Children's Medical Research Institute
- Established: 1958
- Research type: Medical research
- Field of research: Genetic research; Cancer; Epilepsy; Birth defects
- Director: Professor Roger Reddel AO FAA
- Address: 214 Hawkesbury Road, Westmead NSW 2145
- Location: Sydney, New South Wales, Australia 33°48′05″S 150°59′32″E﻿ / ﻿33.80139°S 150.99222°E
- Campus: Westmead
- Affiliations: University of Sydney; The Children's Hospital at Westmead;
- Website: cmri.org.au

= Children's Medical Research Institute =

Australian medical research institute

Children's Medical Research Institute (CMRI) is an Australian medical research institute located in Westmead that conducts research into children's genetic diseases. As of 2019, current research is focused on cancer, birth defects, neurological conditions such as epilepsy, and gene therapy.

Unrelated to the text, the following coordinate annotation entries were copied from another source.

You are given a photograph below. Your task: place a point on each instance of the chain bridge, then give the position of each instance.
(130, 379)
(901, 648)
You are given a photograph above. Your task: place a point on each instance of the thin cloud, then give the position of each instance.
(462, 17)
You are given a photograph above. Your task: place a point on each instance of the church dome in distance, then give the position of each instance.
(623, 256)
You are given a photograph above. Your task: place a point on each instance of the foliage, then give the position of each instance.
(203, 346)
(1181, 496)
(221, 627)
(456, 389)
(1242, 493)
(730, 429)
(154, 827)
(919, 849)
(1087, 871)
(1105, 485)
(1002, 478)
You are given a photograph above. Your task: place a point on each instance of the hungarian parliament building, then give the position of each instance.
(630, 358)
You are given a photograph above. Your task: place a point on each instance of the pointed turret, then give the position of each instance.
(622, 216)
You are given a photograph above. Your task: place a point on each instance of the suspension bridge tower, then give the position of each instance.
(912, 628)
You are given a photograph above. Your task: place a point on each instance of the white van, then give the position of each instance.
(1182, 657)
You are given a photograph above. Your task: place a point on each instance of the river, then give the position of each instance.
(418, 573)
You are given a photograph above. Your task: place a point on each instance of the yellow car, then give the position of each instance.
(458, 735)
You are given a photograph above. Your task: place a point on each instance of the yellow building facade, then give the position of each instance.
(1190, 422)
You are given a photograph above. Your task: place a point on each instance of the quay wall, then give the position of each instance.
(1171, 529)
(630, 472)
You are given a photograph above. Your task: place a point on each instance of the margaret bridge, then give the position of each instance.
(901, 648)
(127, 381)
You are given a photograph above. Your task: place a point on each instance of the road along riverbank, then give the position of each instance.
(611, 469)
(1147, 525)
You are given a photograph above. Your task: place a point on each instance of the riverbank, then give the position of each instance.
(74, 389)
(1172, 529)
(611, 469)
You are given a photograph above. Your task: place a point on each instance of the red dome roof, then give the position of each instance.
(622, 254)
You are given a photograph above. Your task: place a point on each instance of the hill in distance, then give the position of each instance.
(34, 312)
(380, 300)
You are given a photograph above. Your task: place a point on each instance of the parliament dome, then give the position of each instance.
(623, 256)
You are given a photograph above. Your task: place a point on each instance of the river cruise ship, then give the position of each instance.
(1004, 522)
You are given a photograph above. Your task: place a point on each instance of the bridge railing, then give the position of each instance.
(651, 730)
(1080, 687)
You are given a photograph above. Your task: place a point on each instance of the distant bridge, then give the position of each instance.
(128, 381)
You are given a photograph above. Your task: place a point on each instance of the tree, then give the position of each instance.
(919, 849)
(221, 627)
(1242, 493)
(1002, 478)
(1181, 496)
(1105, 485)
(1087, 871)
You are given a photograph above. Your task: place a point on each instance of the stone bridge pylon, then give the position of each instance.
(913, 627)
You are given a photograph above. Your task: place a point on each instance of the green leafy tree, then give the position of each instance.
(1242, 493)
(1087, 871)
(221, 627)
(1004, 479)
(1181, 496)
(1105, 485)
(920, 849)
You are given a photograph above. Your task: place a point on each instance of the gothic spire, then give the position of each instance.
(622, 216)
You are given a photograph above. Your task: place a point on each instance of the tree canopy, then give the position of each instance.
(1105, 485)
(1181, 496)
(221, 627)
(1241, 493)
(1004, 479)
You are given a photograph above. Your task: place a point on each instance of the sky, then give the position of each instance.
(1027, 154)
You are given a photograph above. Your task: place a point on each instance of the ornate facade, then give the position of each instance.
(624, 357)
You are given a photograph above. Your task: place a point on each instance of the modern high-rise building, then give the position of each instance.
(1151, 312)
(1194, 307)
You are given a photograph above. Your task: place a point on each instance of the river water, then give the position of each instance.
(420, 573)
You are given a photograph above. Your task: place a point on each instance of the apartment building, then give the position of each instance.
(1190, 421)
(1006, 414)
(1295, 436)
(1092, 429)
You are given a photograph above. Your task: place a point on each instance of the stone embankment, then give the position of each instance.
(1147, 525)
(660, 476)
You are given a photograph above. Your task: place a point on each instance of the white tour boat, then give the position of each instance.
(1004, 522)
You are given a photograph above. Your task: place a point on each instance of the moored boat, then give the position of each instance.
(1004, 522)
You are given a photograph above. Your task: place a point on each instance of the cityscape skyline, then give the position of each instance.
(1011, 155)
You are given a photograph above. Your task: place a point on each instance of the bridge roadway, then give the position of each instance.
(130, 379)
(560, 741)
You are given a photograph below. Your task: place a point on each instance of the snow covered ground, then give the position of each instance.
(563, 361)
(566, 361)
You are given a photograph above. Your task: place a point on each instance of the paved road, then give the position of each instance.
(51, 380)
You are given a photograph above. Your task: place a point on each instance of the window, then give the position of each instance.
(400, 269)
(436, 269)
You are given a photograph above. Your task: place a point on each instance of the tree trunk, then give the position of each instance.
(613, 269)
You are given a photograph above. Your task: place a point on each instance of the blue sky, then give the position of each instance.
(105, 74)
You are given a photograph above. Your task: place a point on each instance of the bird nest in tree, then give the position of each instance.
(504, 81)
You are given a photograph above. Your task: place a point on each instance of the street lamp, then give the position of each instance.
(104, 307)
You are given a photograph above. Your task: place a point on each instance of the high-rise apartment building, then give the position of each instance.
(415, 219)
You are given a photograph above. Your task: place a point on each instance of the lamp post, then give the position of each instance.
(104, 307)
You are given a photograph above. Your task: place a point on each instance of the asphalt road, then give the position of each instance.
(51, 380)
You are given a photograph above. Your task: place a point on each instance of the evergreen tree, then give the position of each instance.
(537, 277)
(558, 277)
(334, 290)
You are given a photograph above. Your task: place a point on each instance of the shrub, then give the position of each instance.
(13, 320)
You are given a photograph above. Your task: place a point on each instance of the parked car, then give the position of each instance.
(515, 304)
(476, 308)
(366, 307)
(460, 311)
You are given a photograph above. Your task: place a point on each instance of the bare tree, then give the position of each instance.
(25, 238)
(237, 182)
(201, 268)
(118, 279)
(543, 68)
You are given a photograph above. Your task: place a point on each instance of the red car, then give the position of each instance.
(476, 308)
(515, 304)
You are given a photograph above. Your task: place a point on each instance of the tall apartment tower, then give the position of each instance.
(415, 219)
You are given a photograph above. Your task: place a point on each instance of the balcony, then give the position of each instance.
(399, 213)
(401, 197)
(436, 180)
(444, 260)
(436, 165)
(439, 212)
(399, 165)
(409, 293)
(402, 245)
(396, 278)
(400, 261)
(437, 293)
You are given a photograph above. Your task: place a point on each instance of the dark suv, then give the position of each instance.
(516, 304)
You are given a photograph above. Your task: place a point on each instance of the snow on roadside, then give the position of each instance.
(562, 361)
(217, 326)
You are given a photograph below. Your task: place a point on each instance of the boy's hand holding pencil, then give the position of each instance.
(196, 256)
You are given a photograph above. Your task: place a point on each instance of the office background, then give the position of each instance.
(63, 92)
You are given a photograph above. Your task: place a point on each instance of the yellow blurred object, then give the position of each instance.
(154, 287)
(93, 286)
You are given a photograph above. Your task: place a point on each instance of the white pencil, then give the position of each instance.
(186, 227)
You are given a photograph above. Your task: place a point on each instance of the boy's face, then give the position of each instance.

Much of CMRI's cancer research focuses on telomeres (including telomerase) and the Alternative Lengthening of Telomeres (ALT) mechanism, which was discovered at CMRI in 1997.

==History==
The foundation was founded by Professor Lorimer Dods, who was Australia's first professor of children's health, and Sir John Fulton. The foundation raised a lot of money from early telethons in Australia. Dods eventually gave up his teaching role at the University of Sydney to work with the foundation. In 1968 one of the foundations supporters, Glynde Nesta Griffiths who was a writer, died and she left her estate of £300,000 to the foundation.

The director of the foundation is "the Lorimer Dods Professor".